Much of the AI industry’s argument is based on the “fair use” doctrine of US copyright law, which allows limited uses of copyrighted material, such as in teaching, research, or converting a copyrighted work into something else.
In response, the legal team representing The Times wrote on Tuesday that OpenAI and Microsoft are not fair use in any way because they are taking the newspaper’s investment in its journalism “to build substitute products without permission or payment.”
So far, the courts have largely sided with tech companies in interpreting how copyright laws should treat artificial intelligence systems. Following the visual artists’ defeat, a federal judge in San Francisco last year dismissed much of the first major lawsuit against AI image generators. Another California judge has shot down comedian Sarah Silverman’s claims that Facebook parent Meta infringed on the text of her memoir to build its AI model.
Recent lawsuits have provided more detailed evidence of the alleged harms, but Aggarwal said that when it comes to using copyrighted content to train AI systems that provide users with “a little bit of that, the courts just don’t seem inclined to find that to be copyright infringement.”
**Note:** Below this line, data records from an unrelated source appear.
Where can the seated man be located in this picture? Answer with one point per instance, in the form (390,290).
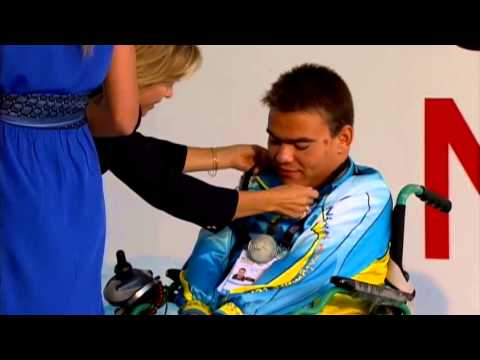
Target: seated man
(290,262)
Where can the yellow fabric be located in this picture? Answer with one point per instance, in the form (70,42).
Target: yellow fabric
(285,278)
(191,303)
(197,305)
(230,309)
Tech companies point to Google’s success in beating legal challenges to its online book library as a precedent. In 2016, the US Supreme Court upheld lower court rulings that rejected the authors’ claim that Google’s digitization of millions of books and showing excerpts from them to the public constituted copyright infringement.
But judges interpret the criteria for fair use on a case-by-case basis and it’s “actually very fact-based” depending on economic impact and other factors, said Cathy Wolfe, a director at Dutch-based Wolters Kluwer who also serves on the board of the Copyright Clearance Center, which helps negotiate licenses for print and digital media Stateside
“Just because something is free on the Internet, on a website, doesn’t mean you can copy it and email it, much less use it for commercial business,” Wolfe said. “I don’t know who will win, but I’m definitely in favor of copyright protection for all of us. It promotes innovation.”
OUTSIDE THE COURT
Some media and other content creators are looking outside the courts, calling on lawmakers or the US Copyright Office to strengthen copyright protections in the AI age. A panel of the U.S. Senate Judiciary Committee will hear statements from media executives and attorneys Wednesday at a hearing devoted to the impact of artificial intelligence on journalism.
Roger Lynch, CEO of the Conde Nast magazine chain, plans to tell senators that generative AI companies are “using our stolen intellectual property to build replacement tools.”
“We believe the legislative fix may be simple — to clarify that use of copyrighted content in connection with commercial Gen AI is not fair use and requires a license,” says a copy of Lynch’s prepared remarks.